High-Performance Data Analytics with Python

Europe/Warsaw
Online

Online

Klemens Noga (ACC Cyfronet AGH), Leszek Grzanka (ACC Cyfronet AGH)
Description

 

This training introduces High-Performance Data Analytics (HPDA) through interactive Jupyter notebook exercises. You will learn how to use Python with libraries such as Pandas and Dask for efficient large-scale data analysis. The course explains the fundamentals of High-Performance Computing (HPC) and High-Throughput Computing (HTC), showing how both support scalable data processing and performance optimization.

Level

Target audience

Training intended for researchers, engineers, and data scientists aiming to accelerate their analytics workflows.

Requirements

No recommended training courses before this one.

No account required.

Working knowledge of Python and basic experience with Jupyter notebooks.

Venue

The workshop will be held online via Zoom.

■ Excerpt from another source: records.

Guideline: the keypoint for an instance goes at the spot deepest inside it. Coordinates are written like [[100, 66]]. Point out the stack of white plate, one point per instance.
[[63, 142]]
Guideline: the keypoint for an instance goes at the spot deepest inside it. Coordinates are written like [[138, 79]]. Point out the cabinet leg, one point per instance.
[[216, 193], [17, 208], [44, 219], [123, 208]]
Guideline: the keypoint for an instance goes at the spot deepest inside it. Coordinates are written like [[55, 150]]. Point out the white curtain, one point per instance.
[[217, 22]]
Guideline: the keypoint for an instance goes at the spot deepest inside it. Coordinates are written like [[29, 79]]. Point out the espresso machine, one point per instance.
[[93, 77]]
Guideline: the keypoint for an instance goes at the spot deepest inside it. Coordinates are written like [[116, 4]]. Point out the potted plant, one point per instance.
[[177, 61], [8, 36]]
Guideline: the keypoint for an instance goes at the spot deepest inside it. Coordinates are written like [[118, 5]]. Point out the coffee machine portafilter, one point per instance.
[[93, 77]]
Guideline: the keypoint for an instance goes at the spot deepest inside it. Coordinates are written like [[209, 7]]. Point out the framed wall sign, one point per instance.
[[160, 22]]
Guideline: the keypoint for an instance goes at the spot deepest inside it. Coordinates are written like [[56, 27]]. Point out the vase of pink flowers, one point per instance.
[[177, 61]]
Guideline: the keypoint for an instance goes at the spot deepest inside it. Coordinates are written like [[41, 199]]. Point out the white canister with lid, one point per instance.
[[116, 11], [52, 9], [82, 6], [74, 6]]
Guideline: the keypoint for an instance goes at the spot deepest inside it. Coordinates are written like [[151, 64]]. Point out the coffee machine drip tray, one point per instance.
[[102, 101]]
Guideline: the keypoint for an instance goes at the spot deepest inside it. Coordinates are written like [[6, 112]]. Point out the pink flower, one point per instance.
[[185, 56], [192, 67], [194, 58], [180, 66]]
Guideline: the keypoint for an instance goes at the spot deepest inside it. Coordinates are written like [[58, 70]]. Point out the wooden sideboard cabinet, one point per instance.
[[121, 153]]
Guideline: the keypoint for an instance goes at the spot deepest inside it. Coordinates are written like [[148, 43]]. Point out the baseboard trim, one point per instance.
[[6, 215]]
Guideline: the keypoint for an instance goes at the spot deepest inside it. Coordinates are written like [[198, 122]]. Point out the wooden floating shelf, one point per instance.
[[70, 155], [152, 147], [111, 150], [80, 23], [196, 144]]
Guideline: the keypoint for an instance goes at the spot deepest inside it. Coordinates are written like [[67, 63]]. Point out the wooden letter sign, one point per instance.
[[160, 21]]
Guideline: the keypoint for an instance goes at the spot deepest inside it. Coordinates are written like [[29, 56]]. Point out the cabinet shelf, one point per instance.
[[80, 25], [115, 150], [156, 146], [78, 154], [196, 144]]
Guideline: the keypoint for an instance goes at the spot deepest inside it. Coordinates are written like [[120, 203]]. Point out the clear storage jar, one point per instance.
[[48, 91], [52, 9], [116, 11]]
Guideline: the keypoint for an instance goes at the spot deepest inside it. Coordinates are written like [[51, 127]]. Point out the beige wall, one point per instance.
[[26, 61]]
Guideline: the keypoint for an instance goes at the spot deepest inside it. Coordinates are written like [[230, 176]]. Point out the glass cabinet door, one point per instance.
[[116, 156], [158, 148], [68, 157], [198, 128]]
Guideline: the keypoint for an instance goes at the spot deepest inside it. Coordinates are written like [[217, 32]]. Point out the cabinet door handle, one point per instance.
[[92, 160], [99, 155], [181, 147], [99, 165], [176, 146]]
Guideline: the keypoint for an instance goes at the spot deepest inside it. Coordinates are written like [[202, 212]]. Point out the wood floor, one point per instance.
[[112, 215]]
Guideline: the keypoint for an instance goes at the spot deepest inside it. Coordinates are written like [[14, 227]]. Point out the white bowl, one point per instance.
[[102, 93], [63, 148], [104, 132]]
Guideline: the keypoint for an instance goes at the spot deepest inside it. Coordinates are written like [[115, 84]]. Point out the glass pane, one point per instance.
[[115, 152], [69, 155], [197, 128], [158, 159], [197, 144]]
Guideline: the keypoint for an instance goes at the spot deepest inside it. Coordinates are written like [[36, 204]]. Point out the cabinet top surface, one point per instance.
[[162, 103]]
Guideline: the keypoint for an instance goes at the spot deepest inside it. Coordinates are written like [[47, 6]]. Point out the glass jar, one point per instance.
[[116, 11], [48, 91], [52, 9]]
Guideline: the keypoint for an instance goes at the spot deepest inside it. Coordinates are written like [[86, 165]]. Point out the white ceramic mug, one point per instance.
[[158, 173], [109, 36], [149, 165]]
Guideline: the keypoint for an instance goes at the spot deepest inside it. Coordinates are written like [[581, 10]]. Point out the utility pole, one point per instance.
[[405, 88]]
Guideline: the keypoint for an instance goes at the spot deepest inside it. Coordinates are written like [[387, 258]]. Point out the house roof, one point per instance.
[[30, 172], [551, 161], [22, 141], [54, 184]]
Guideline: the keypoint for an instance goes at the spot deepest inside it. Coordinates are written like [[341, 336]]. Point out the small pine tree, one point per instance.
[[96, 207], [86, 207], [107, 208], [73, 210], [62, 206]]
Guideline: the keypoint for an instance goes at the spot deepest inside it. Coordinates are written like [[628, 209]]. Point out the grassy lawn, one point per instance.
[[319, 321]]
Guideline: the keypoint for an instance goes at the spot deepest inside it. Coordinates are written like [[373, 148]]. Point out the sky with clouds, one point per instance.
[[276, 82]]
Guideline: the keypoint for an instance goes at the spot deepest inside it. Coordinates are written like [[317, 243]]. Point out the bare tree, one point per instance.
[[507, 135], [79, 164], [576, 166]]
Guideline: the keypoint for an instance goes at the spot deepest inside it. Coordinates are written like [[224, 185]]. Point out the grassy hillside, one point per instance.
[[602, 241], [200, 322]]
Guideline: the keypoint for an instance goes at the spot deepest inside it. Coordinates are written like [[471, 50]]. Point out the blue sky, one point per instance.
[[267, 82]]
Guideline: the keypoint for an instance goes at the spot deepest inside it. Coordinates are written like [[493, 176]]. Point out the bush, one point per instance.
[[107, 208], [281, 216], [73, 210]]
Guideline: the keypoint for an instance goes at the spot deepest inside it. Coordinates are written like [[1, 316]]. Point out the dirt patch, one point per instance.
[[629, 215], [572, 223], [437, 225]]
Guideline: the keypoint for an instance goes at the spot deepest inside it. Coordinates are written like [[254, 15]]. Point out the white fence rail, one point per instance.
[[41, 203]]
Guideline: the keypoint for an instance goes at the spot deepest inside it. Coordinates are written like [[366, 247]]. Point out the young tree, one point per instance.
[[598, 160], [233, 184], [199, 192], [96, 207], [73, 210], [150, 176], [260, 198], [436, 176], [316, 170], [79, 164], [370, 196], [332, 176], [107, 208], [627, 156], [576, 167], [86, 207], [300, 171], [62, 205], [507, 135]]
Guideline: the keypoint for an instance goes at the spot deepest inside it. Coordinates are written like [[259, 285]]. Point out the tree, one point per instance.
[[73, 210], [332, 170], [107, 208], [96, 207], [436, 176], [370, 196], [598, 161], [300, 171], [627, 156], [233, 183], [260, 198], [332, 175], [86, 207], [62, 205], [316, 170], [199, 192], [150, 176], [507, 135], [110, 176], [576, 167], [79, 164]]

The meeting link will be sent to registered participants.

Language

Polish or English, depending on the registered participants.

Duration

2 x 4 hours

Registration

The Registration and the Waiting list close automatically after 12th June 2026. The Registration may close prematurely if the participant limit is reached, but the Waiting List will remain available until the deadline. Please use this link to register https://events.plgrid.pl/e/2026-06-15-python-HPDA

    • 1
      Introduction to HPC & the Athena Supercomputer

      A brief overview of High-Performance Computing (HPC) concepts, logging into the Athena supercomputer at ACK Cyfronet AGH, and the basics of accessing computational resources.

      Speaker: Leszek Grzanka (ACC Cyfronet AGH)
    • 2
      Environment Setup & Python Memory Model

      Initializing the JupyterHub environment, verifying dependencies, and exploring the performance differences between standard Python lists and NumPy arrays

      Speaker: Leszek Grzanka (ACC Cyfronet AGH)
    • 12:15
      Coffee break
    • 3
      Introduction to Data Analysis with Pandas

      Hands-on introduction to Pandas using real-world weather datasets. Covers basic data manipulation, filtering, and preparation for parallel processing.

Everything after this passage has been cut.